Writing Your Own Function Objects
If we interpret model selection as search, we can interpret the template parameter F as the search evaluation criterion. When we instantiate the model selection classes, the choice for F should denote a function object that returns a numerical value whenever it is given a subset of predictor variables. For the class
RWLinRegModelSelector<F>, the function object F should define the
operator() method taking a matrix composed of some number of columns from a regression matrix, an observation vector, and vector of calculated parameters. It should also define a default constructor from which valid function objects can be created.
class F { public:
F();
double operator()( const RWGenMat<double>&
regressionMatrixColumns,
const RWMathVec<double>& observationVector,
const RWMathVec<double>& parameters );
};
The implementation of operator() should expect:
the number of rows in the matrix to equal the length of the observation vector
the number of columns in the matrix to equal the length of the parameter vector
the order of parameter values to correspond with the matrix row ordering.
For the class
RWLinRegModelSelector<F>, the function object F should have the same interface as above, except that
operator() takes an observation vector consisting of Boolean elements, rather than double-precision elements.
class F { public:
F();
double operator()( const RWGenMat<double>&
regressionMatrixColumns,
const RWMathVec<bool>& observationVector,
const RWMathVec<double>& parameters );
};
The following example shows how you might implement a function object to produce Mallow’s Cp statistic for subsets in linear regression. Note that you must take extra steps to run the example in a multithreaded environment, since the static variable fullModelMSE is not currently thread-safe.
#include <rw/math/genmat.h>
#include <rw/math/mathvec.h>
class RWLinMallowsCpEval {
public:
RWLinMallowsCpEval() {;}
double operator()( const RWGenMat<double>& xdata,
const RWMathVec<double>& ydata,
const RWMathVec<double>& params ) const
{
const size_t numObs = ydata.length();
const size_t numCoeffs = params.length();
RWMathVec<double> predictions = product(xdata, params);
RWMathVec<double> errors = ydata – predictions;
double SSE = 0.0;
for ( size_t i = 0; i < numObs; i++ )
SSE += errors(i)*errors(i);
return SSE / fullModelMSE + 2*numCoeffs – numObs;
}
static double fullModelMSE;};
// Static initialization is needed for some linkers.
double RWLinMallowsCpEval::fullModelMSE = 0.0;
#include <rw/analytics/linregress.h>
#include <rw/analytics/lranova.h>
#include <rw/analytics/lnrmodsel.h>
// This function (implementation not provided) reads in some data.

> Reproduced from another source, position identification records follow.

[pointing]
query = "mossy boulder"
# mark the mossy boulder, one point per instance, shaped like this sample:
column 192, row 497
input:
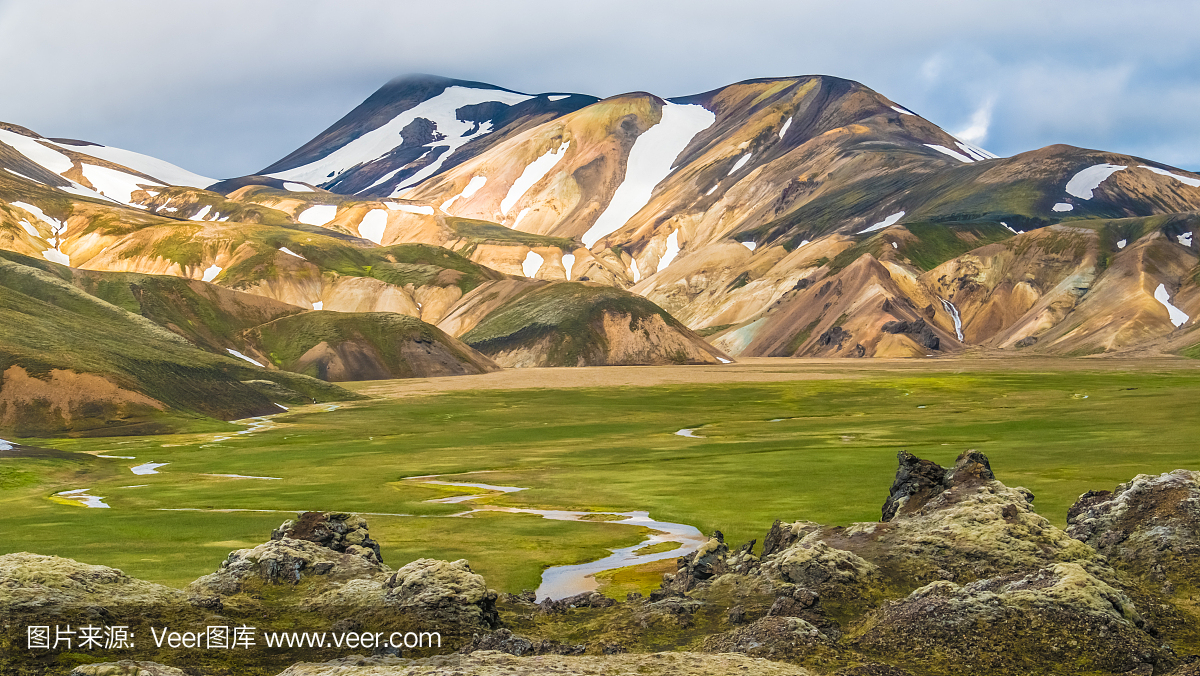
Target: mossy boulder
column 1015, row 624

extern void getDataFromFile(const char* fileName,
RWGenMat<double> predMat,
RWMathVec<double> obsVec);
int main() {
RWGenMat<double> predictorMatrix;
RWMathVec<double> observationVector;
getDataFromFile(“regdata”, predictorMatrix, observationVector);
RWLinearRegression lr(predictorMatrix, observationVector);
RWLinearRegressionANOVA anova(lr);
RWLinMallowsCpEval::fullModelMSE = anova.meanSquareResidual();
RWLinRegModelSelector<RWLinMallowsCpEval> cpsel(lr,
rwForwardSelection);
cout << “Selected variable subset according to Mallows Cp: “
<< cpsel.selectedParamIndices() << endl;
return 0;
}